At the top of the list is the potential for consolidation. And with 180 companies, there's plenty of potential.

For much of the last year, the largest online brokers have been focused on getting their computer systems up and running and handling the customers they already have. But soon, they will start picking each other off, said Mr. Carrick of Gomez Advisors.

"Everyone has been asking that question of when will the consolidation start," said Datek spokesman Mike Dunn. "It's hard to predict, but it's coming."

Secondly, advertising expenditures are becoming a smaller percentage of revenue, Mr. Wong said.

E*Trade spent a whopping 47 percent of its revenue in 1999 on advertising, he said, but that percentage declined to 39.7 percent this year, and will be an estimated 29.2 percent in 2001.

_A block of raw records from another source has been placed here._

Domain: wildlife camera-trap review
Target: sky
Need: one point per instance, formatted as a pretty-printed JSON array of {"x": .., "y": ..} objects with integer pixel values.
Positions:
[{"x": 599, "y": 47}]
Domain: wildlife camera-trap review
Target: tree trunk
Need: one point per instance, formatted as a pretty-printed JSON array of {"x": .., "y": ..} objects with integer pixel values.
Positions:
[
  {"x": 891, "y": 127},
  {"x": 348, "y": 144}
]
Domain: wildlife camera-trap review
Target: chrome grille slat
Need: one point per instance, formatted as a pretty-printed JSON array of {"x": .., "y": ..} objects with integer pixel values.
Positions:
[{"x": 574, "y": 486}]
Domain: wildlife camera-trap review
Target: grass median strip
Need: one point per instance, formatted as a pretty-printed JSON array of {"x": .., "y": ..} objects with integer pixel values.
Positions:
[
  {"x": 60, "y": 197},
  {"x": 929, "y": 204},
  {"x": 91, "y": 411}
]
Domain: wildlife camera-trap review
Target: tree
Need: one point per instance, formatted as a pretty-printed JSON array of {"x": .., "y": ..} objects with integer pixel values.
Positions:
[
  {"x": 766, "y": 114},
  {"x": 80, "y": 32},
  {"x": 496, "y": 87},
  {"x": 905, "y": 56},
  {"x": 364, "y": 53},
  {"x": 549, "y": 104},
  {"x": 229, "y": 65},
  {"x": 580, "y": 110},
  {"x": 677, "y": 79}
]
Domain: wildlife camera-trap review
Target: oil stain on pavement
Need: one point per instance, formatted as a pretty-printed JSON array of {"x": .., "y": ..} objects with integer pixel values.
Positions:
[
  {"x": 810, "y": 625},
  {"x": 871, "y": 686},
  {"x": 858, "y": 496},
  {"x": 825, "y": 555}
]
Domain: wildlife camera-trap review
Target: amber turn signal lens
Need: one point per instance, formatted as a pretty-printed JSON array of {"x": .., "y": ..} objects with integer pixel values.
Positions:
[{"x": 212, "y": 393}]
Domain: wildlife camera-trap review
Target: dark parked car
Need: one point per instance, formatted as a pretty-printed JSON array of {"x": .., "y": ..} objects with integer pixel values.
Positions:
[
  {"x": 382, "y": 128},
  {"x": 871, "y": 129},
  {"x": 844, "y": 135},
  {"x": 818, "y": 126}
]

Similarly, Ameritrade's advertising percentage will decline from 34 percent this year to 25.6 percent in 2001.

Russell Keene, an online brokerage analyst at Keefe, Bruyette & Woods, Inc., said these companies are basically keeping their advertising and marketing budgets stable, while their revenue increases.

"They are getting some leverage now with their advertising, and the same thing applies to their technology," said Mr. Keene. "They are spending less on technology but the revenue base is still growing."And finally, a growing number of online brokers, such as T.D. Waterhouse, Fidelity and Schwab, are adding all kinds of financial products to increase the size of their customer asset base. That is, the amount of money held in all of their customers' accounts.

Many online brokers now offer online banking, credit cards, mutual funds, financial planning tools and all manner of advice and commentary.

"In the future, they won't be able to get by just offering cheap stock commissions," said Mr. Carrick of Gomez.

"The next wave of customers that will come online want financial planning tools and they want one-stop shopping for all their financial services."